C’est ainsi que, dans un glissement à peine perceptible, on se retrouve au milieu du récit dans d’autres villes, d’autres espaces, dans lesquels la narratrice semble poursuivre et ouvrir plus encore son voyage en terre étrange étrangère. De l’hôpital qui apparaît dans une architecture saisissante, nous renvoyant à un univers de science-fiction (« Tu te réveilles le lendemain dans un souterrain, un souterrain vitré de verre opaque, éclairé de néons, où rien ne différencie le jour de la nuit, un souterrain où l’on s’active, change de poches, vérifie des mesures »), aux aéroports et aux fragments de villes méditerranéennes, italiennes et grecques, Colette Mazabrard donne corps à un paysage neuf, où le moi, à travers l’autre, se perd pour mieux se retrouver, se réfléchir et s’apaiser.

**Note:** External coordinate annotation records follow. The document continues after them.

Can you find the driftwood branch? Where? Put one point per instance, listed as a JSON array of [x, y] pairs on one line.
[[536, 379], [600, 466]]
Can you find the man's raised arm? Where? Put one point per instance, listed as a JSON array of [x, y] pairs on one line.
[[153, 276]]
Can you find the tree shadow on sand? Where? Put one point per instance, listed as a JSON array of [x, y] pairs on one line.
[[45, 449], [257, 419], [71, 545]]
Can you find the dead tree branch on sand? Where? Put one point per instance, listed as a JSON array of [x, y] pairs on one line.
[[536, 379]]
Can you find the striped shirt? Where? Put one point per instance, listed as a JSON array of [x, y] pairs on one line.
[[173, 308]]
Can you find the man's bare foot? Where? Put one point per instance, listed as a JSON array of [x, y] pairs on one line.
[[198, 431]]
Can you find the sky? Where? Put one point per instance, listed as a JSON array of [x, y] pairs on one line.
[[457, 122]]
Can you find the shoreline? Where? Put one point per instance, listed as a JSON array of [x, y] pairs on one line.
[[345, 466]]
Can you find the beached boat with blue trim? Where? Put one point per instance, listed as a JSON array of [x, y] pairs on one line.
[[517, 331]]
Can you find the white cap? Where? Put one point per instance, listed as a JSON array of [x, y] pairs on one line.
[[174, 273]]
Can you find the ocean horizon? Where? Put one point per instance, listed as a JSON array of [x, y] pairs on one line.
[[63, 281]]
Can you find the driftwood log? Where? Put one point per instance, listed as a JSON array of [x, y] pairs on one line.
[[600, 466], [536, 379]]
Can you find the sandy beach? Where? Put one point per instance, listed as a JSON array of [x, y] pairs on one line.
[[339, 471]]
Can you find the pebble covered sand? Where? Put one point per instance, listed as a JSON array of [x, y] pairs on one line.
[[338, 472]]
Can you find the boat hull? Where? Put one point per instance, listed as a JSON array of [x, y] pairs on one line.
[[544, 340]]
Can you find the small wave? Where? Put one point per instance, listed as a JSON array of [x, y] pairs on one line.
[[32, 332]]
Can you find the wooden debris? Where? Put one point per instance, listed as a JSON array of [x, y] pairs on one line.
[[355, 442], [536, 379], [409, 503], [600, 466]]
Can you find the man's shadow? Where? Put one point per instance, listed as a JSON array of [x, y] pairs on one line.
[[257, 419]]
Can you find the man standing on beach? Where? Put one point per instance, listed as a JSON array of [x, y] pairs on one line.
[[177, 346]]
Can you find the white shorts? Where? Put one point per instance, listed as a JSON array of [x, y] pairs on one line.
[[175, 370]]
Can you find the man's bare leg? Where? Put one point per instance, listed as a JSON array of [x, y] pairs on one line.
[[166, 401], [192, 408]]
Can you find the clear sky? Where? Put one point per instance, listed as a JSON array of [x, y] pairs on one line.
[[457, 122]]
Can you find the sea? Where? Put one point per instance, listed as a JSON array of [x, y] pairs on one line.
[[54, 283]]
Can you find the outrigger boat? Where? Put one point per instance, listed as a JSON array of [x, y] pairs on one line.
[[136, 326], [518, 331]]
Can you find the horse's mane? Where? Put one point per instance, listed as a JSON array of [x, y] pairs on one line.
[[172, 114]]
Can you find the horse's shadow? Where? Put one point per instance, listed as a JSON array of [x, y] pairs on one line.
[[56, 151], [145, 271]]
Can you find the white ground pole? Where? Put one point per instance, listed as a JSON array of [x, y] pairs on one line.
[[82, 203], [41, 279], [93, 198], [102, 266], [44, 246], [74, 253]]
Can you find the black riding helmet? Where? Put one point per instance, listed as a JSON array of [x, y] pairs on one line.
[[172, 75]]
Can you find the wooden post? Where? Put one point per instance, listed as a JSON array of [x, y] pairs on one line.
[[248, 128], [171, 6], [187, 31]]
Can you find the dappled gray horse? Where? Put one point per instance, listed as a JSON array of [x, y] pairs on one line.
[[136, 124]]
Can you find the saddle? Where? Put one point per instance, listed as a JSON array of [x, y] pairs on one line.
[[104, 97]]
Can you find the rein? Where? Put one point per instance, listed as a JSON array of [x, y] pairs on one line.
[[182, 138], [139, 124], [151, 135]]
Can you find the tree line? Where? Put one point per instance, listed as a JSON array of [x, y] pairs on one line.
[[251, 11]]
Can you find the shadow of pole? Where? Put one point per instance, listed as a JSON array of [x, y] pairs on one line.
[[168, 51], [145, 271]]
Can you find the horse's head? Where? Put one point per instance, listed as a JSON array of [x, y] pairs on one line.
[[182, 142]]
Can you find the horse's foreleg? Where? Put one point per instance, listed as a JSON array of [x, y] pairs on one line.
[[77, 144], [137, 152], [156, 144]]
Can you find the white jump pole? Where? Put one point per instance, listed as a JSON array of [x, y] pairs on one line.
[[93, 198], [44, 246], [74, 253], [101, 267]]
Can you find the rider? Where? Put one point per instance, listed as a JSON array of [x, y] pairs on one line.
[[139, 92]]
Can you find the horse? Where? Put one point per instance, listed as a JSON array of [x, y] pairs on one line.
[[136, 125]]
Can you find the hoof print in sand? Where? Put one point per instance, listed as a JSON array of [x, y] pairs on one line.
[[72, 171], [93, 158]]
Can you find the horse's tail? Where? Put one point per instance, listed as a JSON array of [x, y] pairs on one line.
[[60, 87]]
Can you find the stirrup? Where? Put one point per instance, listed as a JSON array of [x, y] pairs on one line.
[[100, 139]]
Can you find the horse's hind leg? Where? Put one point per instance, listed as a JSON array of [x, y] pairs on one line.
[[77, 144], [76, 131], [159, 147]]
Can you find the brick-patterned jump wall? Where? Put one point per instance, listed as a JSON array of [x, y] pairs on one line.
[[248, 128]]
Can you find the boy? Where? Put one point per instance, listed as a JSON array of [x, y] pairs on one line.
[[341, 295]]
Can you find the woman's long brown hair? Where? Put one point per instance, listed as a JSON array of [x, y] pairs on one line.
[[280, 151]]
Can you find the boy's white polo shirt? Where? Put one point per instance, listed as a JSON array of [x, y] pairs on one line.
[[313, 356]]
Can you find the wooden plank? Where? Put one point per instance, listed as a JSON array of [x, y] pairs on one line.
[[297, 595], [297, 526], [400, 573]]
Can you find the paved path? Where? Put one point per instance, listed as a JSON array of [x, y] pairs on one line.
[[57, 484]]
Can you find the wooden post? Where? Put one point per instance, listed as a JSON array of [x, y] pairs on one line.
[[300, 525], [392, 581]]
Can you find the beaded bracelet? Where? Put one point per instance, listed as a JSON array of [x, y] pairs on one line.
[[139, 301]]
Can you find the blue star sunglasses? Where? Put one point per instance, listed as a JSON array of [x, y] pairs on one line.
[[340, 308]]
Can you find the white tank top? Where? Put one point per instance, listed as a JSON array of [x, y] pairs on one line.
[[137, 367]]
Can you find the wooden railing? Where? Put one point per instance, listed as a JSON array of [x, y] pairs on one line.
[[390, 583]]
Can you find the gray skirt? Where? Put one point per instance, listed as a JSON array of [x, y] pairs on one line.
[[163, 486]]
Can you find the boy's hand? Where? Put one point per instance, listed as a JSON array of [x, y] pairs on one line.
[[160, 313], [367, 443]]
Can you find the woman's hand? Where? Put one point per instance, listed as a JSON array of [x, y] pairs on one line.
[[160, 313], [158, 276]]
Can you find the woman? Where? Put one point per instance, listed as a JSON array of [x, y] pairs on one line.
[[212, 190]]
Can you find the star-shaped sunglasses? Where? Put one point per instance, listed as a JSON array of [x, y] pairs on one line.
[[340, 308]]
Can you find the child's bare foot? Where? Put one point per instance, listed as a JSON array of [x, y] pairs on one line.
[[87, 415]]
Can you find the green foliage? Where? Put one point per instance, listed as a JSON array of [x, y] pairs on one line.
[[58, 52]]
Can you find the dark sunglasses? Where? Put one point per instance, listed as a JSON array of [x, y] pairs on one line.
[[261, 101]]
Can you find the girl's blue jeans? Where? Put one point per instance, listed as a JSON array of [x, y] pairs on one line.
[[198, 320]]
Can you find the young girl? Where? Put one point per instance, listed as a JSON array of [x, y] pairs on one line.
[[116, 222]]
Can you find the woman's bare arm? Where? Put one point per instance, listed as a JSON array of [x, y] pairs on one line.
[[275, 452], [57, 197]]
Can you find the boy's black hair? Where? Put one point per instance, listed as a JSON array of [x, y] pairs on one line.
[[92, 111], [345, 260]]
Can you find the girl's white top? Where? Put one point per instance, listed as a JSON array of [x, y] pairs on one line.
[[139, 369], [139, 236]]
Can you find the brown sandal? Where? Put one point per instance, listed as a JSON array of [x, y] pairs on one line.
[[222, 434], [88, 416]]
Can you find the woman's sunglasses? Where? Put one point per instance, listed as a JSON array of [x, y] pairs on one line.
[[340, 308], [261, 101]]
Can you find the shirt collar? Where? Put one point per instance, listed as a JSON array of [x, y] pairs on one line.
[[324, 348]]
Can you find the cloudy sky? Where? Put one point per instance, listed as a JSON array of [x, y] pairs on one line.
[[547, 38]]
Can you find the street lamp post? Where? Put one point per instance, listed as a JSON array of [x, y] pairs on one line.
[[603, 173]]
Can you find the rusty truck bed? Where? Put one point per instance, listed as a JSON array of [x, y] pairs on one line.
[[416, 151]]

Colette Mazabrard, Un jour, on entre en Étrange pays

Colette Mazabrard, Carnet dessiné (été 2015).

Les passages dans lesquels la narratrice marche dans Athènes sont en effet parmi les plus beaux du récit. Flâneuse entre les passants dont elle retient les regards, les postures, glaneuse d’instants, de paroles croisées, de menus détails, de mots criés ou affichés (« Partout, des affiches ANTIFA, des graffitis : ‟Aidez les Iraniens !”, ‟Aidez les réfugiés !” »), elle saisit par les mots et les images les multiples déplacements du « tu » vers d’autres groupes, des « ils » et des « elles » eux-mêmes déplacés, franchissant d’autres frontières, entrant d’une certaine manière à leur tour « en étrange pays ». Colette Mazabrard, dans une écriture presque photographique, capture avec empathie les images des migrants tentant de passer les frontières, à l’image de cette jeune femme dont elle partage le voyage en bus de nuit : « Le visage grêlé ne te regarde pas, et pourtant c’est à toi qu’il s’adresse. Son haleine t’atteint, mais ses yeux évitent les tiens et plus la femme de toi se détourne, plus sa face s’approche de la tienne, plus sa voix inaudible tente de dire quelque chose. »

Le récit de la maladie qui touche un « moi » devient peu à peu le récit politique des épreuves et des douleurs des autres. Colette Mazabrard questionne la figure de l’étranger, de l’autre, comme image à l’envers de soi. L’Étrange pays, celui de la douleur et de la défiguration du corps, apparaît peu à peu comme un pays commun dans son étrangeté, familier à tous, dans lequel chacun sans doute entre un jour. Colette Mazabrard parvient ainsi à inventer et à nommer un nouvel espace, tout à la fois intime et commun, aux frontières mouvantes entre le moi et l’autre, terrible et beau dans son indécision.